February 2000 Market Pulse

February 1, 2000

Growth: East leads in home prices

If you’re wondering where the growth is, look East--and West. Home price increases averaged 5.9 percent in 1999, according to the U.S. Office of Federal Housing Enterprise Oversight, the Fannie Mae and Freddie Mac oversight agency. But the average masks big regional differences.

Many of the growth leaders were in the East, led by the District of Columbia (13.1 percent), Massachusetts (11.7 percent), and New Hampshire (10 percent).

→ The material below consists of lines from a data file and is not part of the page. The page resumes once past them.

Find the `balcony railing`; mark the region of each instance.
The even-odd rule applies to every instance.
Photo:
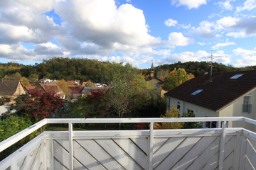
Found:
[[[154,123],[219,122],[214,129],[154,130]],[[0,142],[0,152],[46,124],[45,131],[0,162],[0,169],[255,169],[256,133],[225,128],[243,117],[44,119]],[[150,124],[143,130],[73,130],[74,123]],[[220,128],[220,127],[222,127]]]

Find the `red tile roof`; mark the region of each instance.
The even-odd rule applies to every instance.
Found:
[[[243,74],[238,79],[230,79]],[[197,76],[169,91],[166,96],[219,110],[256,88],[256,70],[222,72]],[[191,94],[201,89],[196,95]]]
[[[72,91],[72,94],[82,94],[84,86],[69,86],[68,89]]]
[[[36,88],[36,86],[25,86],[25,89],[29,92],[33,91],[33,90]]]

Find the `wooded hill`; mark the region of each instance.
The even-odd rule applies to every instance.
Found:
[[[171,64],[164,64],[155,67],[156,75],[160,71],[172,71],[174,68],[183,68],[187,74],[191,73],[196,76],[202,75],[210,70],[210,63],[208,62],[188,62]],[[221,63],[213,63],[213,72],[233,72],[240,70],[255,69],[256,66],[237,68],[231,65],[226,66]],[[14,62],[6,64],[0,63],[0,77],[10,76],[18,72],[22,76],[28,77],[36,74],[39,79],[48,78],[50,79],[74,80],[80,79],[82,81],[91,79],[95,82],[107,83],[111,81],[112,73],[115,72],[113,63],[100,62],[95,60],[75,59],[53,57],[43,60],[40,64],[34,65],[23,65]],[[146,76],[149,73],[147,69],[138,69],[138,72]]]

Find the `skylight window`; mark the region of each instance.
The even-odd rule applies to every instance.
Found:
[[[240,77],[242,75],[243,75],[243,74],[235,74],[235,76],[230,77],[230,79],[238,79],[239,77]]]
[[[193,92],[191,94],[196,95],[196,94],[199,94],[200,92],[201,92],[202,91],[203,91],[203,90],[199,89],[199,90],[196,91],[195,92]]]

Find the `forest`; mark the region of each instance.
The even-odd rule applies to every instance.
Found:
[[[160,72],[170,72],[175,68],[183,68],[187,74],[191,73],[198,76],[210,70],[209,62],[187,62],[159,65],[155,67],[156,76],[163,76]],[[233,72],[240,70],[255,69],[256,66],[237,68],[222,63],[213,63],[213,72]],[[28,78],[32,74],[36,74],[39,79],[75,80],[80,81],[92,80],[98,83],[110,83],[112,77],[113,63],[100,62],[95,60],[83,58],[53,57],[43,60],[41,63],[34,65],[23,65],[14,62],[0,63],[0,78],[9,76],[16,72],[21,76]],[[139,69],[140,73],[146,76],[149,73],[148,69]],[[163,77],[164,78],[164,77]]]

The West lagged considerably. Only Colorado and California ranked in the top 10 (with rates of 9.6 percent and 7 percent, respectively), whereas seven of the 10 states with the lowest price increases were in the West. Hawaii reported a 4.6 percent price drop.

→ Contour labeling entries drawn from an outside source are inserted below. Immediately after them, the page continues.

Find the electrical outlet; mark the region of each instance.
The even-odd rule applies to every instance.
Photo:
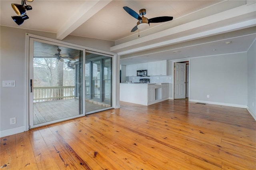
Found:
[[[10,124],[16,124],[16,117],[12,117],[12,118],[10,119]]]
[[[15,80],[6,80],[3,81],[3,87],[15,87]]]

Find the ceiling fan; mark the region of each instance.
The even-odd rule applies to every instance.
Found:
[[[66,54],[60,54],[60,51],[61,51],[61,49],[60,49],[58,47],[58,48],[57,51],[58,51],[58,53],[56,53],[56,54],[54,54],[54,55],[53,55],[51,54],[49,54],[49,53],[46,53],[45,52],[43,52],[43,51],[42,52],[43,53],[46,53],[46,54],[50,54],[50,55],[52,55],[53,57],[54,57],[57,58],[57,59],[58,59],[59,61],[64,61],[64,60],[63,59],[68,59],[68,60],[69,60],[70,61],[76,60],[75,59],[70,58],[70,57],[68,56],[68,55],[67,55]]]
[[[172,16],[160,16],[148,19],[148,18],[144,16],[144,15],[146,14],[146,9],[142,9],[140,10],[140,15],[142,16],[141,17],[136,12],[127,6],[124,6],[123,8],[128,14],[138,20],[138,21],[137,22],[137,25],[132,29],[131,32],[134,32],[138,29],[139,30],[143,30],[149,27],[150,23],[166,22],[171,21],[173,19],[173,17]]]

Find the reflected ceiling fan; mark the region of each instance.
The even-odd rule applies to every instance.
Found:
[[[134,27],[131,32],[134,32],[137,30],[144,30],[149,27],[150,23],[157,23],[158,22],[166,22],[172,20],[172,16],[159,16],[150,19],[145,17],[144,15],[146,14],[146,9],[142,9],[140,10],[140,15],[136,12],[127,6],[124,6],[123,8],[129,14],[137,19],[138,21],[137,22],[137,25]],[[141,17],[140,16],[140,15]]]
[[[75,59],[70,58],[70,57],[68,56],[68,55],[67,55],[66,54],[60,54],[60,51],[61,51],[61,49],[60,49],[58,47],[58,48],[57,51],[58,51],[58,53],[56,53],[54,55],[53,55],[51,54],[49,54],[49,53],[46,53],[45,52],[43,52],[43,51],[42,52],[44,53],[46,53],[46,54],[50,54],[50,55],[52,55],[53,57],[54,57],[57,58],[57,59],[58,59],[59,61],[64,61],[64,60],[63,59],[68,59],[68,60],[69,60],[70,61],[76,60]]]

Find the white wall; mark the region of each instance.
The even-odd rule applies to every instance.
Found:
[[[247,52],[248,110],[256,120],[256,41]]]
[[[55,34],[1,26],[0,46],[0,136],[22,132],[25,130],[26,111],[25,35],[26,33],[55,39]],[[112,42],[77,38],[70,36],[65,41],[102,50],[114,44]],[[3,80],[15,80],[14,87],[2,87]],[[10,119],[16,117],[17,123],[10,125]]]
[[[190,67],[191,101],[246,108],[246,53],[191,58]]]

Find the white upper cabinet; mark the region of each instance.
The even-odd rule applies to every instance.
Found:
[[[126,77],[137,76],[137,64],[126,65]]]
[[[148,75],[156,75],[156,63],[148,63]]]
[[[142,64],[138,64],[137,65],[137,70],[146,70],[148,69],[148,67],[146,63],[142,63]]]
[[[166,60],[126,65],[126,76],[136,76],[137,70],[147,70],[148,76],[166,75]]]
[[[156,75],[167,75],[167,61],[162,61],[156,62]]]

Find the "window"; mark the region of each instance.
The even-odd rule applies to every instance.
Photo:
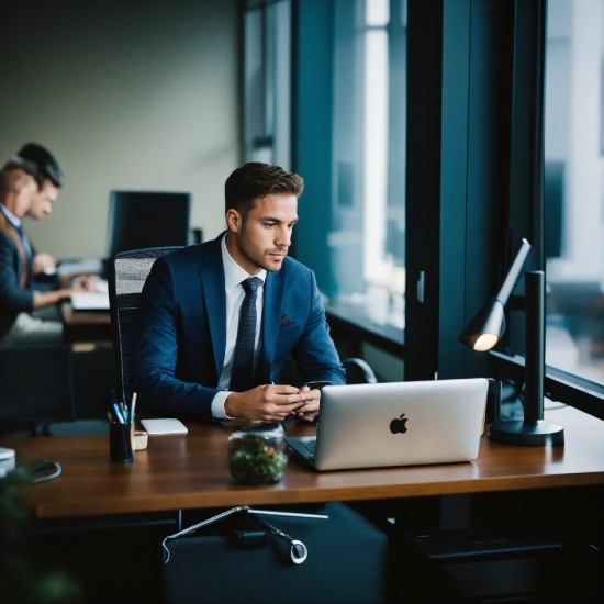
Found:
[[[247,0],[244,156],[291,168],[291,0]]]
[[[604,2],[550,0],[546,363],[604,384]]]
[[[327,295],[404,327],[406,7],[336,0]]]

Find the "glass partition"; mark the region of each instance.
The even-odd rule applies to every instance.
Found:
[[[604,2],[549,0],[546,363],[604,384]]]

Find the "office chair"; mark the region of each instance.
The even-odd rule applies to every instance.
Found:
[[[138,298],[157,258],[178,247],[154,247],[119,251],[108,261],[109,309],[116,363],[116,383],[122,400],[130,400],[130,350]]]
[[[384,601],[387,536],[350,507],[332,502],[317,514],[239,511],[165,541],[167,604]],[[299,562],[289,539],[306,550]]]

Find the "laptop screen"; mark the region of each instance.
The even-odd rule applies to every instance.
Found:
[[[75,420],[69,345],[0,348],[0,418]]]

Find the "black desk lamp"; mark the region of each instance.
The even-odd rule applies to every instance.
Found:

Meanwhile, population growth has been taking off in the Southwest, led by Las Vegas (with 55 percent growth); Laredo, Texas (41.2 percent); and McAllen, Texas (36.2 percent). National growth, by comparison, was only 8.7 percent. Figures are from the U.S. Census Bureau and track population growth between 1990 and 1998.


Sales of existing single-family homes jumped in November, after months of decline, as homebuyers moved on deals before mortgage rates climbed higher. The seasonally adjusted annual rate rose 6 percent to 5.09 million units from a 4.79-million unit pace in October.


Practitioners' confidence in the home sales market over the next six months increased dramatically, even as they reported a weakening housing market for the seventh straight month.